LISA LEFF,Associated Press
SAN FRANCISCO (AP) — A federal appeals court refused Tuesday to reconsider a landmark ruling by two of its member judges that struck down California’s ban on same-sex marriage, a move that finally puts the voter-approved measure on a long-anticipated path to the U.S. Supreme Court.
Backers of the ban, known as Proposition 8, “absolutely” plan to take the case to the high court now that it has run its course in the 9th U.S. Circuit Court of Appeals, said Brian Raum, a lawyer with the Alliance Defense Fund, a Christian legal defense group.
Proposition 8 sponsors now have 90 days to petition the Supreme Court to review the finding that the ban violates the civil rights of gay men and lesbians in California.
Same sex unions briefly were legal in the state before 52 percent of voters approved the ban in November 2008.
Gay marriage supporters welcomed the latest news in the long-running legal battle. If the Supreme Court refuses to take up the case and lets the appellate ruling stand, same-sex marriages could be legal again in California by the end of the year.
If at least four justices agree to accept the case, oral arguments would likely be held next spring.

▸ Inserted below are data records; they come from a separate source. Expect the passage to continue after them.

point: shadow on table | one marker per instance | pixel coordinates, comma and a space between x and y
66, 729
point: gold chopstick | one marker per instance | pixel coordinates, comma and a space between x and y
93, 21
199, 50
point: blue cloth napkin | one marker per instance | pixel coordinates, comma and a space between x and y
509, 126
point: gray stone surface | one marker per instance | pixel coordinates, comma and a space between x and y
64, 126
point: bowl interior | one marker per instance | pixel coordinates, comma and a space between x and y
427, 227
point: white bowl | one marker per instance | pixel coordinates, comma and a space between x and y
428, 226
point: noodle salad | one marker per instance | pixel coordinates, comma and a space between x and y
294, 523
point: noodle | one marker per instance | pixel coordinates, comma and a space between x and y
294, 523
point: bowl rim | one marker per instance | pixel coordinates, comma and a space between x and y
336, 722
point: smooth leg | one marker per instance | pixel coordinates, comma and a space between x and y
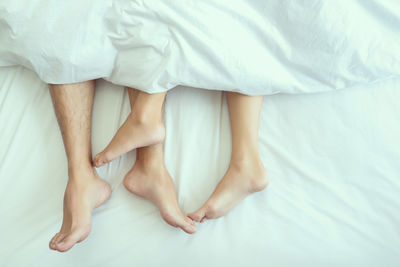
85, 190
246, 173
143, 127
150, 179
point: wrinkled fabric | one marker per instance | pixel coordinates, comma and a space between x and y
253, 47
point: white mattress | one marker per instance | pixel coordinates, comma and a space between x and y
333, 161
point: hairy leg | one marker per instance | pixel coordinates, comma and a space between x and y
85, 190
246, 173
150, 179
143, 127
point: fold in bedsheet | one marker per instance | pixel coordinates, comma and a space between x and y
255, 47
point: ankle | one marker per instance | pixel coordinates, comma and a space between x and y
146, 116
80, 171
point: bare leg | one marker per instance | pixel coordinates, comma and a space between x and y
143, 127
246, 173
150, 179
85, 190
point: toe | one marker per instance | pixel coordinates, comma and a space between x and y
198, 215
68, 241
188, 228
98, 162
52, 241
188, 225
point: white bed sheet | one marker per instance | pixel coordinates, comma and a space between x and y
333, 161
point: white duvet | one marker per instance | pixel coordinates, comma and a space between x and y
253, 46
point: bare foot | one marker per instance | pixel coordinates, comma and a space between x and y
239, 181
134, 133
154, 183
80, 198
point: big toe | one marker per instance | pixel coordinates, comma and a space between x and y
188, 226
57, 237
198, 215
69, 241
101, 159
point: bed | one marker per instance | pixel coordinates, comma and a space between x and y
332, 158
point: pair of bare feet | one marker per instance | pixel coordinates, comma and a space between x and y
151, 181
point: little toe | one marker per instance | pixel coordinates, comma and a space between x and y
53, 241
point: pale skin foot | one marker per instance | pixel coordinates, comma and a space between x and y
134, 133
153, 182
239, 181
85, 191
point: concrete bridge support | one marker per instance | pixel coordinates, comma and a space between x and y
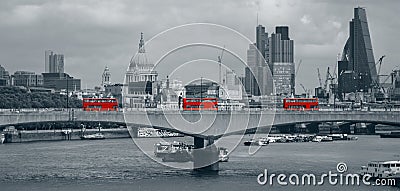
345, 128
205, 156
371, 129
313, 128
288, 129
366, 129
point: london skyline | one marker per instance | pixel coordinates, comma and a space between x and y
93, 36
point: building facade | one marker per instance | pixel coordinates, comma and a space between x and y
54, 63
27, 79
61, 81
5, 79
106, 77
284, 78
258, 78
140, 80
357, 70
281, 50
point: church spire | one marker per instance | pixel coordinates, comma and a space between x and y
141, 44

“The final chapter of the Proposition 8 case has now begun,” said American Foundation for Equal Rights co-founder Chad Griffin, whose group is funding the effort to overturn the ballot measure. “Should the United States Supreme Court decide to review the 9th Circuit’s decision in our case, I am confident that the justices will stand on the side of fairness and equality.”
A majority of the 9th Circuit’s 26 actively serving judges voted against giving the case a second look while leaving Proposition 8 in effect until a Supreme Court appeal is resolved.
Judge Diarmuid O’Scannlain issued a terse dissent, arguing that the full 9th Circuit should have reexamined its panel’s 2-1 decision because in his view it was based on a “gross misapplication” of Supreme Court precedent and “overruled the will of seven million California voters.” Judges Carlos Bea and Jay Bybee joined him in that opinion.
The 9th Circuit does not often agree to rehear cases, a procedure known as en banc review. Federal court rules reserve the practice for appeals that involve “a question of exceptional importance” or if the original decision appears to conflict with Supreme Court or 9th Circuit precedents.
Several other high-profile same-sex cases also are moving toward the high court. A three-judge panel of the Boston-based 1st U.S. Circuit Court of Appeals declared last week that the federal law that prohibits recognition of same-sex couples unconstitutionally denies Social Security and other federal spousal benefits to married gaycouples.
The Massachusetts and California cases could reach justices at the same time, which “probably increases the likelihood the court will take the (Proposition 8) case,” said David Boies, a lawyer representing the two unmarried couples who first sued to overturn the ban three years ago.
At the same time, because the 9th Circuit limited its decision to California instead of ruling that gay marriage bans are inherently unconstitutional, the Supreme Court might be inclined to let it stand, he said.